Many natural language processing tasks require external sources of lexical semantic knowledge such as Wordnet. Traditionally, these resources have been built manually by experts in a time consuming and expensive manner [4].

An advantage of using the "ontology" approach, whether based on a designed or emergent ontology, is that the terms can be explicitly linked or mapped to semantic concepts in other ontologies, and are thus available for reasoning in more sophisticated language understanding systems. Using the traditional approach of a controlled, designed ontology has many disadvantages beginning with the often difficult task of designing and implementing the ontology. Once that it done, it must be maintained and modified, an important process in domains where the underlying concepts are evolving rapidly [5].

Wikipedia has recently provided a wide range of knowledge including some special proper nouns in different areas of expertise (e.g., Obama) which is not described in WordNet. It also includes a large volume of articles about almost every entity in the world. Wikipedia provides a semantic network for computing semantic relatedness in a more structured fashion than a search engine and with more coverage than WordNet. And Wikipedia articles have been categorized by providing a taxonomy, categories. This feature provides the hierarchical structure or network. Wikipedia also provides articles link graph. So many researches has recently used Wikipedia as an ontology to measure semantic similarity.

We propose a method to use structured knowledge extracted from the English version of Wikipedia to compute semantic similarity. This model takes the system of categories in Wikipedia as a semantic network by considering that every article in Wikipedia as a concept. Our system uses spreading activation strategy on the network of Wikipedia categories to evaluate semantic similarity.

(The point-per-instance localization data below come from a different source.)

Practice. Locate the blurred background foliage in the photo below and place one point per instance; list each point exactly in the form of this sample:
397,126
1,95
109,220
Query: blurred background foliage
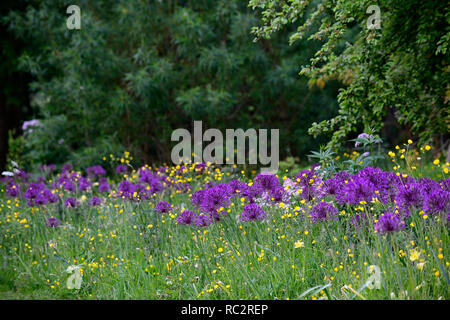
139,69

The rest of the paper is organized as follows. Section 2 expresses about information retrieval based on semantic similarity. Section 3 describes motivation for the proposed system. Section 4 discusses related semantic similarity computing techniques based on Wikipedia. Section 5 provides framework of our proposed system. Section 6 mentions about semantic similarity computing using spreading activation strategy, and section 7 concludes.

Spreading Activation Strategy

Spreading Activation Strategy is a technique that has been widely adopted for associative retrieval. In associative retrieval, the idea is that it is possible to retrieve relevant documents if they are associated with other documents that have been considered relevant by the user. Also it has proved a significant result in word sense disambiguation. In Wikipedia the links between categories show association between concepts of articles and hence can be used as such for finding related concepts to a given concept. The algorithm starts with a set of activated nodes and, in each iteration, the activation of nodes is spread to associated nodes. The spread of activation may be directed by addition of different constraints like distance constraints, fan out constraints, path constraint, threshold. These parameters are mostly domain specific [5].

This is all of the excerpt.